En l'espace d'une heure et demie, le spectateur est invité à adopter un point de vue omniscient sur l'évolution de l'humanité, notamment à travers la fenêtre de la société moderne. Par la magie du montage et des transitions, appuyées d'une musique minimaliste et intense, notre regard est transporté dans divers lieux et temporalités, et on peut se contenter d'observer les spectacles de la nature et de technologie.
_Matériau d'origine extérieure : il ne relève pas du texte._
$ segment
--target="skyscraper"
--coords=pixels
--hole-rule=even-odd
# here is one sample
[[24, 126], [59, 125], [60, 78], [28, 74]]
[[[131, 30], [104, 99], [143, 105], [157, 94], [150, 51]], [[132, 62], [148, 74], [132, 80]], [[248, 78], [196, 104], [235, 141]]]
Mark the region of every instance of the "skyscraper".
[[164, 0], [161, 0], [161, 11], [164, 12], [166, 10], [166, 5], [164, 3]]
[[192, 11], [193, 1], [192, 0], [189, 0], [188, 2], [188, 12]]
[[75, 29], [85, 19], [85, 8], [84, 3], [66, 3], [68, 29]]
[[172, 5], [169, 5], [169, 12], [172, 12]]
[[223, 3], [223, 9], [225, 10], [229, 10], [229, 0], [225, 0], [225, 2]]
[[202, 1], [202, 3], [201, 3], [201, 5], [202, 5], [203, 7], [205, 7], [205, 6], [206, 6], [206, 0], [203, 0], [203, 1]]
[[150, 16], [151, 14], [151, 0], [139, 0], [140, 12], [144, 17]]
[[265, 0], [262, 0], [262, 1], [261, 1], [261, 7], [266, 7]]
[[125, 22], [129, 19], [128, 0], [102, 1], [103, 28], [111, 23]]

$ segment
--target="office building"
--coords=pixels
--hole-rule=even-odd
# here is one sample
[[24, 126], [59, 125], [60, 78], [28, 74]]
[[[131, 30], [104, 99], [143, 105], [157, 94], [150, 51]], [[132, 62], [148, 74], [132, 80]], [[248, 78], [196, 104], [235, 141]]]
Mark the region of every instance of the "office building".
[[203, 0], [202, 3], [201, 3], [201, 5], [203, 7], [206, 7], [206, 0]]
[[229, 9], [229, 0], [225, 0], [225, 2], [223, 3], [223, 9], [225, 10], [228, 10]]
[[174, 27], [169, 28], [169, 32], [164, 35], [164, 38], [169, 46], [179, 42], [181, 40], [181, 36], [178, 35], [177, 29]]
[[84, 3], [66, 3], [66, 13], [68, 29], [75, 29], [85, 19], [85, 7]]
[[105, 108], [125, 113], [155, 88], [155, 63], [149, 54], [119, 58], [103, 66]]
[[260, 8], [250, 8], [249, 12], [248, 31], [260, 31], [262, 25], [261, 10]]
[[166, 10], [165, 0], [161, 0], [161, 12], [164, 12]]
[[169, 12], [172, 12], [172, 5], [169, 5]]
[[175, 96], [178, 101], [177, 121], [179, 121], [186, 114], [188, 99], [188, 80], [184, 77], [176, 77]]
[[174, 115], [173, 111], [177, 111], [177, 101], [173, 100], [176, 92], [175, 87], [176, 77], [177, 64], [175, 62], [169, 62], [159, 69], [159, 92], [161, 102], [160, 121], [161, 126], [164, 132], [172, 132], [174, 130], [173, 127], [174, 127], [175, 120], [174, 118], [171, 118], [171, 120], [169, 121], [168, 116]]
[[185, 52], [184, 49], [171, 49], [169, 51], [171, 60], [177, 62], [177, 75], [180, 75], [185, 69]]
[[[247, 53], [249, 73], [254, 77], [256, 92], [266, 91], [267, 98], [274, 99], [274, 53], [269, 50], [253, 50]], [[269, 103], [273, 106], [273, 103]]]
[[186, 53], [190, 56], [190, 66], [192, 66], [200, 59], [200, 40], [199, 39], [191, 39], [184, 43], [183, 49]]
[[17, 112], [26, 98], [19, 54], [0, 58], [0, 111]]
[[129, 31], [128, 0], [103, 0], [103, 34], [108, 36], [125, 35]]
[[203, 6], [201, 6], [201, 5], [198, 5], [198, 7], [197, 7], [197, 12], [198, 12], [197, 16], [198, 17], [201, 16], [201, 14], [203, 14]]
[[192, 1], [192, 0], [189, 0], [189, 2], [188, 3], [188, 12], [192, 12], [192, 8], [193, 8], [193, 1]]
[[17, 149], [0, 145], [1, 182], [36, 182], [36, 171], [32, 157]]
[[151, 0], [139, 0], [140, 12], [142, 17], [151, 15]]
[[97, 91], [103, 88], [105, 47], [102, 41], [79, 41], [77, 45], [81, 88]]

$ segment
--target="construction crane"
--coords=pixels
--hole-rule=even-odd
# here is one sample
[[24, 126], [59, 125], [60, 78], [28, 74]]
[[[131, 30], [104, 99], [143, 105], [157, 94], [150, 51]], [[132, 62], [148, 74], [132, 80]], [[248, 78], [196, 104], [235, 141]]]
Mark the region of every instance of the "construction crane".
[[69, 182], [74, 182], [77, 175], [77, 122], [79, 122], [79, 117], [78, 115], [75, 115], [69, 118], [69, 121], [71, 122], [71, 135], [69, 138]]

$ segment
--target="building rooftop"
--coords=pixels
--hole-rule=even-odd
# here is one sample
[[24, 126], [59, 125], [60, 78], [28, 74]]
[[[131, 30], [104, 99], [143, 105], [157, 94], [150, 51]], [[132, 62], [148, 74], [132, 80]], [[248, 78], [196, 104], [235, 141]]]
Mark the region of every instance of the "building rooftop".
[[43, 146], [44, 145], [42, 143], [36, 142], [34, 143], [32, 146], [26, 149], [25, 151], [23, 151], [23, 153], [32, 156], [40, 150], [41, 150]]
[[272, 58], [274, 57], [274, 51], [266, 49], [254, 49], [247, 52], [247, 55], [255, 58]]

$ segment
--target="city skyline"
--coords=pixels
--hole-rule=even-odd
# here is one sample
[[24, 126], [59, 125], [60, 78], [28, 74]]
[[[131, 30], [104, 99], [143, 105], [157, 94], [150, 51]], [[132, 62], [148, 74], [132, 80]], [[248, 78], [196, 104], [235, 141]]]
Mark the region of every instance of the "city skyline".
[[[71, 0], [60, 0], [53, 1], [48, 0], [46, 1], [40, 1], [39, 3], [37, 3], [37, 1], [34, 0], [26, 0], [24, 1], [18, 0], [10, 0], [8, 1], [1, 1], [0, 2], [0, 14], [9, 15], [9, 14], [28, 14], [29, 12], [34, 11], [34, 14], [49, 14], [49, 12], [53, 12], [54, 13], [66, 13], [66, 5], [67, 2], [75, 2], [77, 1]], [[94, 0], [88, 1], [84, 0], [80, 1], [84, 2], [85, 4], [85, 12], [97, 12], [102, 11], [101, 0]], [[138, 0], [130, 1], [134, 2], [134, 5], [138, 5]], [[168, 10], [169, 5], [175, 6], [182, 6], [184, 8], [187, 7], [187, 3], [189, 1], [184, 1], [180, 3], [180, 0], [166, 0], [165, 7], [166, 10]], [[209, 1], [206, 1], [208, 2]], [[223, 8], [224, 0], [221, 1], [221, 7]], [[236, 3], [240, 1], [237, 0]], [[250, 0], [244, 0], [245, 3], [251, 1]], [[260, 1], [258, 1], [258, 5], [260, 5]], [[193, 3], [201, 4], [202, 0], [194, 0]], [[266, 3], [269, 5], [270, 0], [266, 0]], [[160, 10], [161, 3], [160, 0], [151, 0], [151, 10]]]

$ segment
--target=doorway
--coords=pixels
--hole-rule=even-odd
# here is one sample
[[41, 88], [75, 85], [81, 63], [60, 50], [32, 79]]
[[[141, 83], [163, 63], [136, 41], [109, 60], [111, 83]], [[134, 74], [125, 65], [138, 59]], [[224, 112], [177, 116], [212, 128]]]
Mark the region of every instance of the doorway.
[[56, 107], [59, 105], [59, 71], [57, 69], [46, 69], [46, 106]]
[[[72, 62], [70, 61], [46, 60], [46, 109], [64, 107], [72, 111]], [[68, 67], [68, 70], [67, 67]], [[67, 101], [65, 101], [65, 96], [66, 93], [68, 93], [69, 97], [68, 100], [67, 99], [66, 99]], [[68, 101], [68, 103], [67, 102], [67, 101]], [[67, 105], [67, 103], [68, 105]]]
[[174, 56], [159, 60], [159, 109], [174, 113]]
Nous faisons donc face à un long crescendo aussi bien visuel qu'auditif, observant d'un regard toujours plus intéressé et concerné les différentes facettes de l'apothéose de notre civilisation. Des cavernes mystiques avec une scansion presque rituelle jusqu'à la société post-industrielle, l'évolution y est abordée avec une échelle de temps malléable.
Nous acquérons presque la vision d'un dieu, qui regarde l'espèce évoluer, et ne fait rien d'autre que constater l'ampleur et la vitesse de l'évolution, la construction et la destruction, la systématisation.
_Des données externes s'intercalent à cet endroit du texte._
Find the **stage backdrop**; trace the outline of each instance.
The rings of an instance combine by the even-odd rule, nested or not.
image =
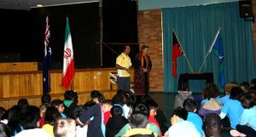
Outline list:
[[[183,8],[163,9],[164,90],[177,92],[177,78],[172,76],[172,29],[195,72],[197,72],[219,27],[224,52],[225,82],[250,82],[256,77],[253,60],[253,22],[239,16],[238,2]],[[183,56],[177,59],[177,76],[190,73]],[[213,72],[219,86],[218,58],[210,54],[201,72]],[[190,84],[201,92],[204,83]],[[219,86],[220,87],[220,86]]]
[[[1,9],[0,15],[3,36],[0,54],[18,54],[21,62],[38,62],[41,69],[45,18],[49,15],[51,69],[62,69],[66,17],[68,17],[75,67],[100,67],[100,49],[96,44],[99,41],[99,3],[36,8],[30,11]]]

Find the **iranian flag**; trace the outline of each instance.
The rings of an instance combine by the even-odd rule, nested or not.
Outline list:
[[[67,18],[66,33],[65,33],[65,46],[63,54],[63,77],[62,86],[68,88],[74,77],[74,59],[70,34],[68,18]]]

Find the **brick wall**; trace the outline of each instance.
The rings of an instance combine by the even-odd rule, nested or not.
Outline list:
[[[160,9],[138,11],[138,43],[149,47],[148,54],[153,67],[150,71],[150,91],[164,90],[164,64]]]

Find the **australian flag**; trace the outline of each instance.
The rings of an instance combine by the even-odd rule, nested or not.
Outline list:
[[[44,56],[43,63],[43,90],[44,94],[50,92],[50,77],[49,69],[50,66],[51,49],[49,46],[50,33],[48,16],[46,17],[46,27],[44,32]]]

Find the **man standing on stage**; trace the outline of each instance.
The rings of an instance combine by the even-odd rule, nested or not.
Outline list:
[[[128,54],[130,54],[130,46],[124,47],[124,52],[116,58],[115,67],[118,69],[117,83],[118,89],[131,91],[130,73],[131,69],[131,61]]]
[[[152,68],[152,63],[148,55],[148,47],[143,45],[141,52],[136,55],[135,67],[135,94],[144,95],[148,94],[149,90],[149,71]]]

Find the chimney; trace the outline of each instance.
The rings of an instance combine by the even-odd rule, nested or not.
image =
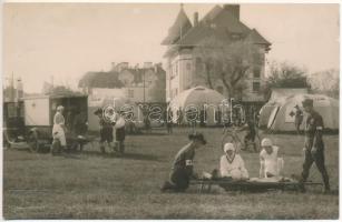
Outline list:
[[[150,69],[153,67],[152,62],[144,62],[144,69]]]
[[[198,26],[198,12],[196,11],[194,13],[194,27],[197,27]]]
[[[224,10],[227,10],[233,17],[240,20],[240,4],[223,4]]]

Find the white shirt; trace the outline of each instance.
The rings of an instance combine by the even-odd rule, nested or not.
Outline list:
[[[247,179],[248,172],[245,169],[245,163],[240,154],[235,154],[232,162],[227,160],[226,155],[221,157],[219,161],[221,176],[232,176],[233,179]]]
[[[264,164],[264,173],[271,173],[273,175],[279,174],[279,160],[277,160],[277,151],[279,147],[272,145],[272,153],[268,154],[265,149],[260,152],[261,164]]]

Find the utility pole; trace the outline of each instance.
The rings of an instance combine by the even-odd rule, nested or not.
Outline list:
[[[144,72],[143,72],[143,88],[144,88],[144,104],[145,104],[145,68],[144,68]]]

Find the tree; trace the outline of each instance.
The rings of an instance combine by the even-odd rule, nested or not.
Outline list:
[[[149,95],[154,102],[165,102],[166,101],[166,72],[162,67],[157,67],[157,80],[153,83],[149,90]]]
[[[272,88],[310,88],[306,70],[287,62],[273,61],[270,65],[270,75],[264,87],[266,98],[271,95]]]
[[[329,69],[309,75],[307,81],[313,92],[339,98],[340,70]]]
[[[46,91],[45,94],[51,95],[80,95],[80,92],[74,91],[65,85],[52,87],[49,91]]]
[[[251,67],[250,58],[256,52],[253,44],[242,40],[225,42],[208,37],[198,43],[195,52],[203,63],[204,70],[201,74],[208,88],[214,89],[214,82],[218,79],[226,88],[228,97],[243,93]]]

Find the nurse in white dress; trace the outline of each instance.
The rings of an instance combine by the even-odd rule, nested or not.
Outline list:
[[[281,176],[284,168],[283,158],[279,158],[280,148],[273,145],[268,138],[262,141],[263,150],[260,152],[260,178]]]
[[[236,153],[233,143],[224,145],[225,154],[221,157],[219,171],[222,178],[232,178],[233,180],[247,180],[248,171],[241,155]]]

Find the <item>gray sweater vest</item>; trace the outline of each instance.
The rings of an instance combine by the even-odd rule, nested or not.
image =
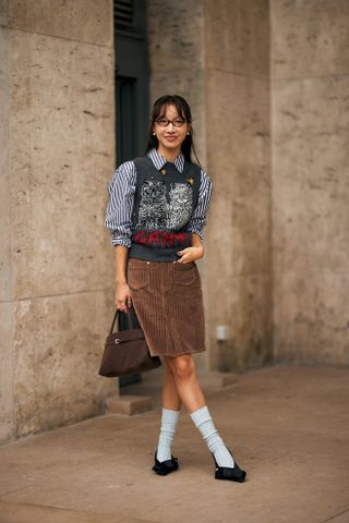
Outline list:
[[[134,160],[136,190],[132,211],[129,257],[153,262],[180,259],[191,246],[186,230],[198,202],[201,168],[184,162],[183,172],[166,162],[159,171],[146,155]]]

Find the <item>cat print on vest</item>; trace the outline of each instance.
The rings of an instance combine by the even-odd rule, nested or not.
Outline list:
[[[180,229],[193,211],[193,191],[186,183],[171,183],[169,203],[165,182],[146,180],[142,185],[137,228]]]

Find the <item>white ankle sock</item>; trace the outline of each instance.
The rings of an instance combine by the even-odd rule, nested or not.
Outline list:
[[[171,446],[176,434],[176,427],[181,411],[164,409],[161,414],[161,428],[157,445],[157,459],[166,461],[171,459]]]
[[[208,449],[214,453],[218,465],[230,466],[233,469],[233,459],[231,458],[229,450],[225,446],[224,440],[219,436],[218,430],[213,423],[207,405],[204,405],[201,409],[197,409],[197,411],[190,413],[190,416],[201,431]]]

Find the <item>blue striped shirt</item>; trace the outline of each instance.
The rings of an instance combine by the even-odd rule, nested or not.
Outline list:
[[[148,153],[155,168],[160,170],[166,159],[159,155],[156,149]],[[174,166],[183,172],[184,155],[181,151],[174,158]],[[125,161],[115,171],[108,187],[109,203],[106,211],[105,226],[111,230],[111,243],[113,245],[124,245],[131,247],[131,217],[136,185],[136,171],[133,161]],[[198,191],[198,202],[192,214],[186,230],[195,232],[203,241],[203,229],[206,224],[206,215],[209,208],[212,197],[212,181],[208,174],[201,170],[201,183]]]

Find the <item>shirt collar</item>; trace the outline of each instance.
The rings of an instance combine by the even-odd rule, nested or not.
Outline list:
[[[148,157],[151,158],[151,160],[153,161],[154,166],[156,167],[156,169],[159,171],[164,166],[165,163],[167,162],[167,160],[164,158],[164,156],[159,155],[159,153],[154,148],[152,150],[149,150],[148,153]],[[180,151],[180,154],[174,158],[174,167],[176,169],[179,171],[179,172],[183,172],[183,169],[184,169],[184,155],[182,151]]]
Le constat est clair : l'Homme a érigé une civilisation complètement disproportionnée. On se noie littéralement dans ce flot permanent de vas-et-viens. Les voitures sur les autoroutes se confondent, s'apparentant presque à des circuits électriques ou des particules en mouvement, la structure des villes ressemble à une puce informatique...
Nous n'utilisons pas la technologie. Nous vivons la technologie.
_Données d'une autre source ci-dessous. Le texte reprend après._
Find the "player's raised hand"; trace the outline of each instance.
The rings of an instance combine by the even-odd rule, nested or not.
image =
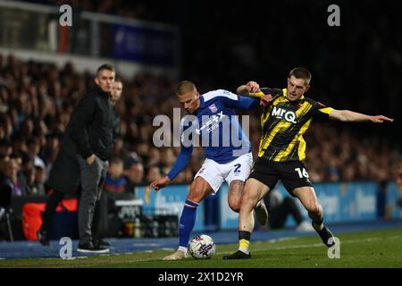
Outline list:
[[[162,188],[166,187],[170,181],[171,181],[171,179],[169,179],[168,176],[163,177],[163,178],[159,178],[158,180],[155,180],[153,182],[151,182],[149,187],[154,188],[155,192],[157,192]]]
[[[272,95],[264,95],[260,99],[260,105],[266,107],[270,105],[271,101],[272,101]]]
[[[255,93],[260,91],[260,85],[255,81],[248,81],[246,87],[250,93]]]
[[[382,123],[384,122],[392,122],[394,120],[392,118],[388,118],[384,115],[375,115],[371,118],[372,122],[373,123]]]

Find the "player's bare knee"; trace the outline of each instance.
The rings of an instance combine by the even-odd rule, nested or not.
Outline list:
[[[315,214],[315,215],[321,216],[322,214],[322,207],[321,206],[320,204],[314,203],[314,204],[311,204],[308,206],[307,211],[309,213],[312,213],[312,214]]]
[[[229,207],[230,207],[233,212],[239,213],[240,211],[240,199],[229,198]]]
[[[258,202],[258,194],[247,191],[241,197],[240,208],[253,209]]]

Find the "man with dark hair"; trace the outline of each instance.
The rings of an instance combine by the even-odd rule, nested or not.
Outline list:
[[[54,193],[47,201],[38,233],[41,242],[47,242],[46,231],[50,228],[57,204],[65,194],[73,194],[80,185],[78,251],[109,251],[95,241],[91,228],[116,129],[111,98],[114,76],[112,65],[101,65],[96,71],[95,88],[82,97],[71,114],[62,147],[46,182],[47,188],[53,189]]]
[[[330,230],[323,224],[322,207],[318,203],[313,184],[304,164],[306,141],[303,134],[313,119],[330,118],[341,122],[372,122],[382,123],[393,120],[383,115],[370,116],[349,110],[335,110],[305,97],[310,88],[311,74],[305,68],[293,69],[283,89],[255,88],[262,94],[274,97],[261,114],[262,137],[258,159],[246,182],[239,215],[239,250],[223,259],[250,258],[248,250],[254,229],[253,208],[281,180],[290,193],[307,210],[314,229],[327,247],[335,244]],[[238,93],[247,94],[246,86]],[[264,90],[264,91],[263,91]]]

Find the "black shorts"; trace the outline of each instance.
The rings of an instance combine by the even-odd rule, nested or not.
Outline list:
[[[278,181],[281,180],[285,189],[293,197],[295,196],[292,190],[296,188],[313,187],[310,180],[308,180],[306,166],[300,161],[275,162],[259,157],[248,178],[254,178],[261,181],[270,189],[272,189]]]

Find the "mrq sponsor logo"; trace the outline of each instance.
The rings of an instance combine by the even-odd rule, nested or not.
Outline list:
[[[296,124],[296,114],[281,107],[273,106],[272,115],[277,119],[284,119],[288,122]]]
Godfrey Reggio, L'Essence de la Vie
Si les images sont vertigineuses, elles sont également accompagnées par la musique pulsée et hypnotisante du compositeur répétitif Philip Glass. Les nombreuses répétitions changeantes et la vitesse des flots de notes sont pour moi une métaphore musicale de l'évolution et des individus noyés dans un tout. On peut aussi la voir comme métaphore de la société industrielle, axée sur la production sans cesse, l'efficacité, ou le fordisme, montré très concrètement dans ce film.
Les images et la musique fonctionnent de manière organique.
Philip Glass, L'Essence de la Vie
En plus de la profondeur des réflexions que suggère ce film, il est visuellement magnifique, d'autant plus que la musique de Glass et les images de Ron Fricke sont en parfaite osmose (rythmes parfois simultanés et atmosphères musicales et visuelles coordonnées). Le montage a pris 4 ans, incorporant de nombreuses modifications et réécriture, jusqu'à obtenir une alchimie absolue.
Si certains y voient un message écologique ou d'autres un éloge de la technologie, Koyaanisqatsi propose en fait une lecture personnelle, appelant à notre sensibilité et notre ressenti. Comme le dit Philip Glass, ce film donne l'impression de voir le monde pour la première fois.